Pero es mucho más que eso. En Nueva York no sólo hubo protestas en Harlem o el Bronx, sino en Brooklyn –de mayoría blanca- y Queens –donde sólo el 19% es negro-. A la Casa Blanca no sólo llegaron de Anacostia o Mount Pleasent, sino se sumaron anglosajones. Pero ¿es sólo resultado del odio racial y la violencia policial lo que está pasando en Estados Unidos? “Hay muchas variables”, comenta una aguda observadora. “La más importante es el hartazgo por el racismo. El asesinato de Floyd, porque no puede llamarse de otra forma, sí sacudió”. La reacción parece multifactorial. Los negros son el grupo más afectado por la pandemia de la covid-19 en ese país y la crisis económica.
Un ensayo en el Harvard Business Review reportó que las muertes por la pandemia entre la población negra son “desproporcionadamente” altas. Por ejemplo, aunque representan sólo el 22% de la población de la ciudad de Nueva York, el 28% de las muertes por el virus son de negros, y en Chicago, donde son el 30% de la población, su tasa de mortalidad es de 70%. En materia de desempleo, según la Oficina Nacional de Investigación Económica, la media nacional se ubica en 26.5%, pero el impacto entre negros es “alarmante”, al tener una tasa de 31.8% (31.4% es la de los hispanos).
La violencia contra ese grupo no ha cesado; se ha incrementado. De acuerdo con el reporte anual del FBI , difundido en noviembre, los ataques personales motivados por los prejuicios alcanzó en 2018 un tope histórico de 16 años, al incrementarse el número de crímenes de odio contra la población negra. El Southern Poverty Law Center demostró que en los últimos cuatro años los crímenes de odio han crecido, así como el número de grupos extremistas, que sólo en ese año se elevó en 7%.
En las protestas de los últimos días en Estados Unidos, los reportes de infiltración en los grupos violentos por anarquistas y supremacistas blancos han abundado. Han observado los espacios vacíos y los han ido llenando. Posiblemente han profundizado la virulencia en los enfrentamientos con la policía para provocar una mayor dureza y represión –si es una estrategia, les está funcionando-, y provocar una desequilibrio nacional en una año peculiar: hay elecciones.
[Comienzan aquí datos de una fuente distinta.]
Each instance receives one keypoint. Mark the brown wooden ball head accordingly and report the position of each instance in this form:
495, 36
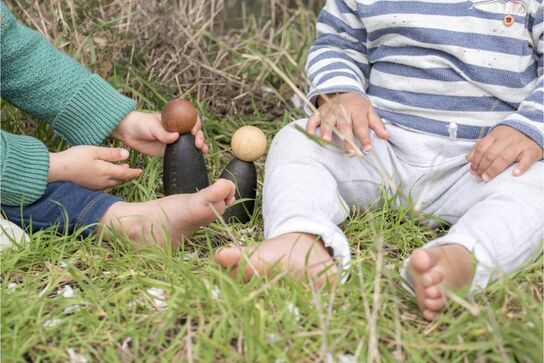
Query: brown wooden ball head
179, 115
248, 143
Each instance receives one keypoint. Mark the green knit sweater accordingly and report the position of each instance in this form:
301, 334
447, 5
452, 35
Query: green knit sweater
37, 78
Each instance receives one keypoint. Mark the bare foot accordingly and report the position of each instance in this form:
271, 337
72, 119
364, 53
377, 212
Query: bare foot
173, 216
435, 268
299, 254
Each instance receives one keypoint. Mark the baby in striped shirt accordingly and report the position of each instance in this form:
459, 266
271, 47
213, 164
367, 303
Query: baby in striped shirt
441, 103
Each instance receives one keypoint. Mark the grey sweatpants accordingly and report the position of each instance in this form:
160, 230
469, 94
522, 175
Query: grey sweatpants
309, 188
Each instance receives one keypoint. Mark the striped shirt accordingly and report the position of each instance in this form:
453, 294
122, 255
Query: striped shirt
436, 66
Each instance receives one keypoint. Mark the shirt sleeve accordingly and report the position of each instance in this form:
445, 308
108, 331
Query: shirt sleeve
49, 85
529, 118
337, 61
24, 164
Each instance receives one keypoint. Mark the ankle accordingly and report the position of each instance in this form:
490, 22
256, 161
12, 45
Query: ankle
460, 263
118, 220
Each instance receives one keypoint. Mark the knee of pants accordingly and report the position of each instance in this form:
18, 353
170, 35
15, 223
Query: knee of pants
527, 189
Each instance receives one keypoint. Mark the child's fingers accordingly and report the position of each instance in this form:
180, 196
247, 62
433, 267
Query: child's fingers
526, 159
197, 127
493, 152
499, 164
360, 125
376, 124
346, 130
124, 173
111, 154
479, 152
313, 123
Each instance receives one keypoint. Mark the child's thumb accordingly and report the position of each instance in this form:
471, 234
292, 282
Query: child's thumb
165, 136
112, 154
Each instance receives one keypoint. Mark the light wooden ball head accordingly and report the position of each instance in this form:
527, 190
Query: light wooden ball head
248, 143
179, 115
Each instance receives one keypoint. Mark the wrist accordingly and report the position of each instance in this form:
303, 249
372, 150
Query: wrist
53, 173
57, 169
119, 132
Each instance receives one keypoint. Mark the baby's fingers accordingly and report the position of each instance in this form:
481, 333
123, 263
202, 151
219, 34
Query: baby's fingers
346, 130
123, 172
376, 124
526, 159
360, 125
313, 123
111, 154
498, 165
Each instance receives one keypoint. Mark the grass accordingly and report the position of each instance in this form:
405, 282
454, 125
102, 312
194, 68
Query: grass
150, 305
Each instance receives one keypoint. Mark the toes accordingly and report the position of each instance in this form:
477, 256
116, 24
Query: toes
228, 257
434, 304
431, 278
433, 292
429, 314
421, 260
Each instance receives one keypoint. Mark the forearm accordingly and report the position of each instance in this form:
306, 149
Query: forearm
51, 86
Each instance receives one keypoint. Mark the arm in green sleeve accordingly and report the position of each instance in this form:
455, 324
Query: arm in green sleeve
47, 84
24, 164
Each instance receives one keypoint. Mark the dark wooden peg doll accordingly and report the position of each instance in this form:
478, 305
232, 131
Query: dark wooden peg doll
184, 167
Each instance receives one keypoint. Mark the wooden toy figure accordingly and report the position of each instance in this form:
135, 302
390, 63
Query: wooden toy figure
184, 167
248, 144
Veamos con atención lo que pasa en el norte para evitar que suceda aquí. La polarización, la desigualdad y la creciente violencia muestra sus grados de degradación social, agudizados por un presidente que polariza, incita a la violencia y que se pelea con todos todo el tiempo. Ayer, Trump, quien ha acusado a los medios de lo que él hace, tildó a los gobernadores de débiles. El consenso se le ha evaporado y esa bestia herida, está a la deriva. Aprendamos todos de ello.